According to the Irish Independent, Mr Kenny said he spoke to the Pope about “a number of issues that would, in my view, help greatly his visit when it comes in 2018”, including the need to condemn clerical sexual abuse as he did during his visit to America in 2015.
According to the newspaper, the prime minister added that he “would like to see the Pope travel to Northern Ireland, to complete a journey that Pope John Paul II couldn’t do in 1979.
“I said to him that very point: that John Paul couldn’t go because of the Troubles at the time.”
After the meeting Mr Kenny tweeted a picture of him and the Pope laughing together and wrote: “Pope Francis has been an important voice for the young, the poor and disadvantaged – glad he will visit Ireland in 2018.”
Pope Francis has sent a telegram to Cuba expressing his condolences following the “sad news” of Fidel Castro’s death.
The message was addressed to Raúl Castro, Fidel’s brother, who rules the island. The Pope also expressed his condolences to the government and to Cuba’s people. He said: “I offer prayers to the Lord for his rest and I trust the whole Cuban people to the maternal intercession of Our Lady of the Charity of El Cobre, patroness of this country.”
Archbishop Thomas Wenski of Miami said: “Now he awaits the judgment of God who is merciful but also just. His death provokes many emotions – both in and outside the island.
Nevertheless, beyond all possible emotions, the passing of this figure should lead us to invoke the patroness of Cuba, the Virgin of Charity, asking for peace for Cuba and its people.”
Castro was 90 and ruled Cuba from 1959 – when his regime overthrew the government of Fulgencio Batista – until 2008 when he handed over power to his brother.
Archbishop Wenski said: “Our Lady of Charity, hear her people’s prayers and hasten for Cuba the hour of its reconciliation in truth, accompanied by freedom and justice.”
Through the intercession of Mary, may “the Cuban people know how to traverse that narrow road between fear which gives in to evil, and violence, which under the illusion of fighting evil only makes it worse,” he added.

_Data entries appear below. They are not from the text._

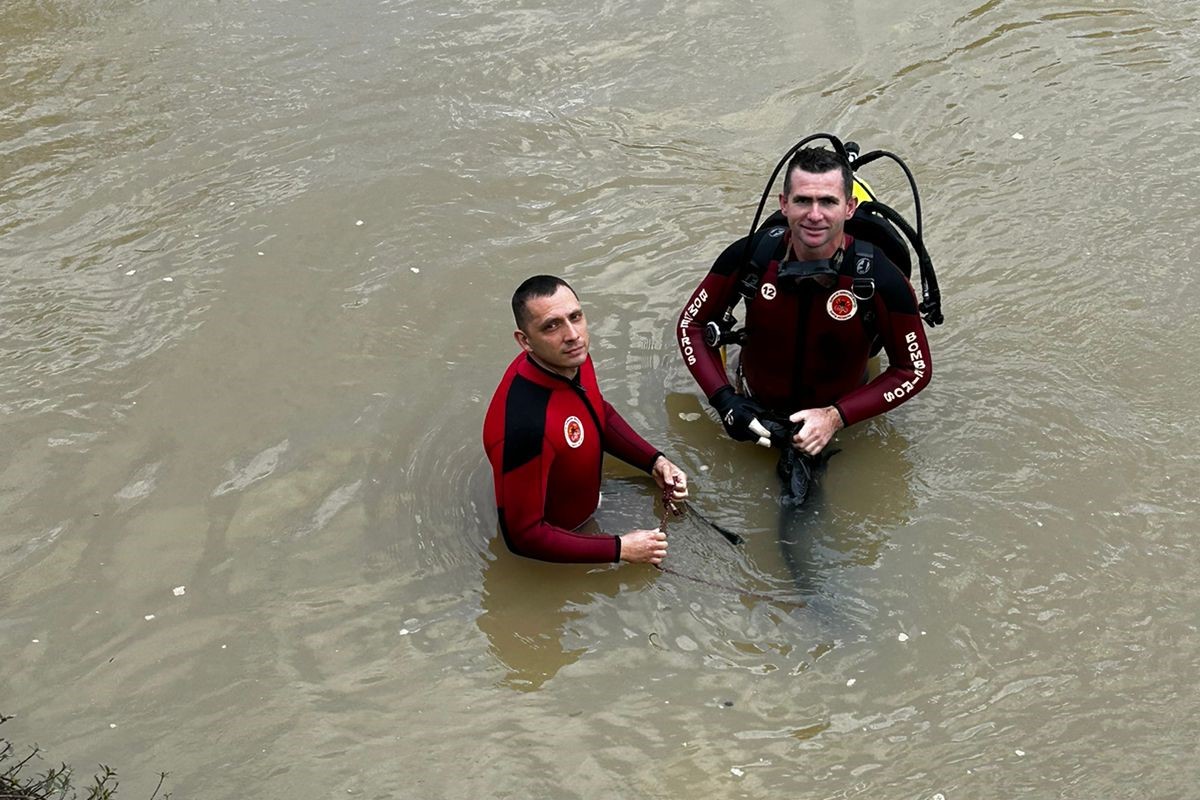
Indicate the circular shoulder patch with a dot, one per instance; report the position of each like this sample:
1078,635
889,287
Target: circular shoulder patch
573,431
841,305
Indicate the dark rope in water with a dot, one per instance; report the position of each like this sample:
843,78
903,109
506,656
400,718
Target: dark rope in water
671,509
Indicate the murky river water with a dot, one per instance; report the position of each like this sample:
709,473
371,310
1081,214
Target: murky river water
257,259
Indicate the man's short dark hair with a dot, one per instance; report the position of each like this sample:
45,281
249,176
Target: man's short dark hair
539,286
819,160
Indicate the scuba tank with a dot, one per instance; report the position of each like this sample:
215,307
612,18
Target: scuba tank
873,222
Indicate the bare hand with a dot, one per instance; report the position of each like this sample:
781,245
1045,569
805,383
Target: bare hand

Martin Scorsese’s new film Silence was due to have its world premiere at the Vatican this week in front of an audience of 400 Jesuits.
The historical drama set in the 17th century follows the story of two Jesuit priests (played by Adam Driver and Andrew Garfield) searching for their missing mentor (Liam Neeson) in Japan. The action takes place at a time when Christianity was outlawed there.
The film is based on a novel of the same name by the Japanese author Shusaku Endo.
Although a work of fiction, the character of Fr Ferreira, portrayed by Liam Neeson, is based on the Italian priest Giuseppe Chiara who served as a missionary in Japan at the time.
Mr Scorsese has been keen to adapt the book for cinema since 1990. In an interview with Deadline earlier this year, he said: “The very nature of secularism right now is really fascinating to me, but at the same time do you wipe away what could be more enriching in your life, which is an appreciation or some sort of search for that which is spiritual and transcends?
“Silence is just something that I’m drawn to in that way. It’s been an obsession, it has to be done … it’s a strong, wonderful true story, a thriller in a way, but it deals with those questions.”
The film is scheduled for release on December 23 in the the United States and on January 1 in Britain.
The Vatican screening was organised by Fr James Martin SJ, who advised on the film.